I looked at Theon, and then back at them. They seemed so young to me suddenly. But they would grow again. As they came to accept this shift to their paradigm, they would seem less and less scared, less and less confused. They would come to accept what their eyes would show them. They would come to accept Theon, and me, and our new life together… in time.
“We can’t stay,” I told Mom and Dad again.
“You can’t just go!” Mom cried. “You just got here!”
“We’ll visit soon,” I promised. “We have a wedding to attend in the morning.” I stepped forward and embraced Dad, then Mom. Their faces were still distraught.
“I just don’t get it,” Mom exclaimed.
“You will,” I promised her. “I had a hard time with it, at first, too. But—let’s just say—for all the jabs I made at Zada? How I called those YouTube videos fakes?”

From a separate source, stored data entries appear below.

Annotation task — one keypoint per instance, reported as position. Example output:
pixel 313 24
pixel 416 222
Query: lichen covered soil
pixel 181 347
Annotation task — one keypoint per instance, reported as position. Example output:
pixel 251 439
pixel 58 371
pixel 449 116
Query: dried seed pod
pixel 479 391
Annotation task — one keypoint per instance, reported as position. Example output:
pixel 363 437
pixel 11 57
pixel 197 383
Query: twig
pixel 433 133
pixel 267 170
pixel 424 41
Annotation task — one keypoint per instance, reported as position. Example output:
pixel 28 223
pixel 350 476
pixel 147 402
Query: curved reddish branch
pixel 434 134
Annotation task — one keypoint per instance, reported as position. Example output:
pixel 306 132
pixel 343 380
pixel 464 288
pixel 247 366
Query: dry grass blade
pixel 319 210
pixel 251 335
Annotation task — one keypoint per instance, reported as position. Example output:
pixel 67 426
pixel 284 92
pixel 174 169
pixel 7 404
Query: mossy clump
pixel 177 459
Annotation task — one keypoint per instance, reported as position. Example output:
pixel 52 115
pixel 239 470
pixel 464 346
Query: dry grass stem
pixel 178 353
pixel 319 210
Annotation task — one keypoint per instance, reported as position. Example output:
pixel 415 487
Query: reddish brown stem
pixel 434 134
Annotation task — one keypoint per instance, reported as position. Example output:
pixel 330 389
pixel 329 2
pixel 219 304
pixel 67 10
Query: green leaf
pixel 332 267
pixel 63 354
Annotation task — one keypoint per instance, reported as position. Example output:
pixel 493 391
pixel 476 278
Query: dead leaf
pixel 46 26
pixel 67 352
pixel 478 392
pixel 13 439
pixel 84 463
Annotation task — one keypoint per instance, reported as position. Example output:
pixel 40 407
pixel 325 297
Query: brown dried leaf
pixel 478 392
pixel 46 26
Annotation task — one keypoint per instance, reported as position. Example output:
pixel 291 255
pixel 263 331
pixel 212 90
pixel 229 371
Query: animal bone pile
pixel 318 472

Mom pursed her lips and nodded.
“It was all true,” I told her simply. “The videos are real. And Zada… she was right. Harpies. And oracles. And witches. And dragons.” I smiled and leaned forward, kissing Mom’s cheek. “They’re all real. We’ll be back soon. I promise.”
They were hesitant, but they bade us farewell. Theon extended his hand to my father, and I watched closely. Dad’s eyes shifted to Mom, and then to me, and, with a kind of grimace, he took Theon’s hand and gave it a brusque shake.